A commercial transport triggered architecture microcontroller has been produced called MAXQ, which hides the apparent inconvenience of an OISC by using a "transfer map" that represents all possible destinations for the ''move'' instructions.<ref name=deh />

=== Cryptoleq ===
[[File:Cryptoleq Processor.jpeg|thumb|Cryptoleq processor made at NYU Abu Dhabi]]
Cryptoleq<ref name=crq /> is a language similar to Subleq. It consists of one [[eponymous]] instruction and is capable of performing general-purpose computation on encrypted programs.

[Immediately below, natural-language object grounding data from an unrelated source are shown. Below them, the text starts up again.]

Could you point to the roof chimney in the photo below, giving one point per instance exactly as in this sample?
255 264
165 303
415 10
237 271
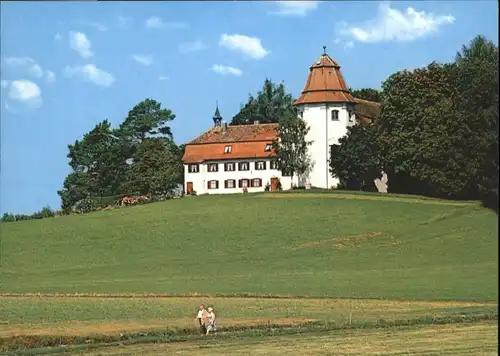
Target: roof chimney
217 116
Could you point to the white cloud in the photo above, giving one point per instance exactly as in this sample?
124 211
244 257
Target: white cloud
157 22
80 43
345 44
394 25
28 65
124 20
90 73
50 76
98 26
190 47
250 46
295 8
226 70
145 60
25 91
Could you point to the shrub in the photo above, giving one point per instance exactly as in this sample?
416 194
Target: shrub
87 205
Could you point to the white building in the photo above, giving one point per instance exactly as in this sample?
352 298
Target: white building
227 159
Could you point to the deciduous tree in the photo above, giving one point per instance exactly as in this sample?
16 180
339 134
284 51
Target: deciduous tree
355 161
291 149
270 104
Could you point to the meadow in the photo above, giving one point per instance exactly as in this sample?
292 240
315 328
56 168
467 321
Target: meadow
319 263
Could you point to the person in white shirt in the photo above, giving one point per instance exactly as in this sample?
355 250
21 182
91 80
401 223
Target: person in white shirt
202 319
211 320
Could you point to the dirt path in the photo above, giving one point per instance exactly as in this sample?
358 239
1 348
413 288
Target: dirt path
454 339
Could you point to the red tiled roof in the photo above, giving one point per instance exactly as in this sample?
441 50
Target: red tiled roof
237 133
246 141
325 84
215 151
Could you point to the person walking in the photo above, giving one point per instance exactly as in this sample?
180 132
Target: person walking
211 320
202 319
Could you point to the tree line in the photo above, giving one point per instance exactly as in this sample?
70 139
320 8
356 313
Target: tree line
437 134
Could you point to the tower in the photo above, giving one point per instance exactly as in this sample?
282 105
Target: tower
327 107
217 116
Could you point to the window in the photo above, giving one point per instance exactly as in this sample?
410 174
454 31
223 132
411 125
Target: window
213 184
244 166
230 183
260 166
256 182
243 183
213 167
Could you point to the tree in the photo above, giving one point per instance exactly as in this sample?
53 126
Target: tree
108 162
248 113
156 168
147 119
270 104
356 160
415 135
291 149
367 94
477 104
95 169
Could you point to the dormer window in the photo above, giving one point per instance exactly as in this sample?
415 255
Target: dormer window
243 166
213 167
260 166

Cryptoleq works on continuous cells of memory using direct and indirect addressing, and performs two operations {{math|''O''<sub>1</sub>}} and {{math|''O''<sub>2</sub>}} on three values A, B, and C:

 '''Instruction''' <syntaxhighlight lang="nasm" inline>cryptoleq a, b, c</syntaxhighlight>
     Mem[b] = O<sub>1</sub>(Mem[a], Mem[b])
     '''if''' O<sub>2</sub>(Mem[b]) ≤ 0
         IP = c
     '''else'''
         IP = IP + 3

where a, b and c are addressed by the instruction pointer, IP, with the value of IP addressing a, IP + 1 point to b and IP + 2 to c.

In Cryptoleq operations {{math|''O''<sub>1</sub>}} and {{math|''O''<sub>2</sub>}} are defined as follows:

:<math>\begin{array}{lcl} O_1(x,y) & = & x^{-1} y \,\bmod\, N^2  \end{array}</math>

:<math>\begin{array}{lcl} O_2(x) & = & \left \lfloor \frac{x-1}{N} \right \rfloor  \end{array}</math>

The main difference with Subleq is that in Subleq, {{math|''O''<sub>1</sub>(''x,y'')}} simply subtracts {{mvar|y}} from {{mvar|x}} and {{math|''O''<sub>2</sub>(''x'')}} equals to {{mvar|x}}. Cryptoleq is also homomorphic to Subleq, modular inversion and multiplication is homomorphic to subtraction and the operation of {{math|''O''<sub>2</sub>}} corresponds the Subleq test if the values were unencrypted. A program written in Subleq can run on a Cryptoleq machine, meaning backwards compatibility. However, Cryptoleq implements fully homomorphic calculations and is capable of multiplications. Multiplication on an encrypted domain is assisted by a unique function G that is assumed to be difficult to reverse engineer and allows re-encryption of a value based on the {{math|''O''<sub>2</sub>}} operation:

:<math>G(x,y) = \begin{cases} \tilde{0}, & \text{if }O_2(\bar{x})\text{ }\leq 0 \\ \tilde{y}, & \text{otherwise} \end{cases}</math>

where <math>\tilde{y}</math> is the re-encrypted value of {{mvar|y}} and <math>\tilde{0}</math> is encrypted zero. {{mvar|x}} is the encrypted value of a variable, let it be {{mvar|m}}, and <math>\bar{x}</math> equals {{tmath|Nm + 1}}.

The multiplication algorithm is based on addition and subtraction, uses the function G and does not have conditional jumps nor branches. Cryptoleq encryption is based on [[Paillier cryptosystem]].